2-9 Scott Williamson

EBF Superintendent Scott Williamson coaching his Rocket team at the sectional tournament.

Although we didn’t have the time to search the Iowa School Athletic Association yearbook and look at the names of every high school wrestling coach, it’s pretty much a cinch that Eddyville-Blakesburg-Fremont Coach Scott Williamson is the first superintendent in the state to serve as a head wrestling coach.

In this year of COVID-19, Albia Superintendent Kevin Crall has served as substitute classroom teacher and bus driver. A head varsity coach? “No way,” said Crall watching Saturday’s sectional wrestling tournament and visiting with his fellow superintendent Williamson. “I don’t know how he’s managed it.”

Williamson was named EBF’s superintendent last spring as schools were closing because of the COVID-19 pandemic. He was a familiar face to EBF, serving as principal from 2004-2012. But he never coached wrestling for the Rockets back then.

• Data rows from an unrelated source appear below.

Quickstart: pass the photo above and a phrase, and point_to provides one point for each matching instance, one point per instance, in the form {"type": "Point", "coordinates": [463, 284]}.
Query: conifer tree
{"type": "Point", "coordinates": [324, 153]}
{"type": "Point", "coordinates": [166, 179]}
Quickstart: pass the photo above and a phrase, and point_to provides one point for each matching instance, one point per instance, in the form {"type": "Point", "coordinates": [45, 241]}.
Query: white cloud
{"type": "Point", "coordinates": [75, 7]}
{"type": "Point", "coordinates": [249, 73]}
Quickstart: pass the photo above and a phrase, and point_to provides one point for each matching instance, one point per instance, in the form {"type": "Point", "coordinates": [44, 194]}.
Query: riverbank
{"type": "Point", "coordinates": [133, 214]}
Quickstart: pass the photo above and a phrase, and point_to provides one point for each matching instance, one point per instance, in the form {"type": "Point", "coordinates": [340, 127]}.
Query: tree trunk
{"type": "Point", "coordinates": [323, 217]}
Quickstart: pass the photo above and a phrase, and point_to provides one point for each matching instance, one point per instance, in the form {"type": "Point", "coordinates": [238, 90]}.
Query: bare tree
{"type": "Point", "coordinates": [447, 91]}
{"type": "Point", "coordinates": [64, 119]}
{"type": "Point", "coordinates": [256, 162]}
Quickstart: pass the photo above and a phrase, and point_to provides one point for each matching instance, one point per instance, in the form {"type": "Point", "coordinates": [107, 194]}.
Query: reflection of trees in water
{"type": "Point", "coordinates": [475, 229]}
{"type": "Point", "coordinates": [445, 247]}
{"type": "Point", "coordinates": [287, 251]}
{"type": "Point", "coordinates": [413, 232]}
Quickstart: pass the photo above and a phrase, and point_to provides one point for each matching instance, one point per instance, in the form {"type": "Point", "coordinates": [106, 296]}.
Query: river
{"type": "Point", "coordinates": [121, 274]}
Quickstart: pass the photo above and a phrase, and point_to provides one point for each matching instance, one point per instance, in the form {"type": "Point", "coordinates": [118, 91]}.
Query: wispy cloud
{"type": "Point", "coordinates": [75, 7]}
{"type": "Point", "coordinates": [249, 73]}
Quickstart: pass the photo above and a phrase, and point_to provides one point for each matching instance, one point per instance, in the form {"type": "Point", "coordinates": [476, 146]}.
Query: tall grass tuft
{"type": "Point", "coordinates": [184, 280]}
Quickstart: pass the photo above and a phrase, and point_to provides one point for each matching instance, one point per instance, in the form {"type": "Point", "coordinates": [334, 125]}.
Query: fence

The Lisbon native wrestled for that storied program and was a state tournament competitor before wrestling at the University of Iowa. He has the cauliflower ears to prove it.

He began his teaching and wrestling coaching career at Tri-County in 1989-90 where he had a runner-up and state champion. He then left for Iowa City West and built that program into a winner. He left Iowa City in 1998, moved to Texas, returned to Tri-County teaching math while pursuing his administrative degrees. After his eight years as high school principal at EBF, he left for Sioux Central to serve as superintendent, then accepted the EBF superintendent’s job last spring replacing Dr. Dean Cook.

As if he and his administration didn’t need any more on their plates than COVID-19, virtual and hybrid learning and all the headaches that entails, a situation in the coaching ranks as school was beginning last fall, caused him to take over the wrestling program in November. “I said I’d step in and take the program for a year,” he said at Saturday’s sectional where the Rockets finished a strong third with five qualifiers to district.

“I’ve always loved wrestling,” he said. “When I get in the wrestling room, everything is left behind. When I’m coaching, nothing else really bothers me.”

The Rockets may not have achieved what previous teams achieved (the past two years they were conference champions), but he has seen great improvement with a very young team. “It’s been really rewarding to be back in the wrestling room,” he said.

But he was on a one-year contract from the first day he took over and will begin shortly advertising for the next head coach.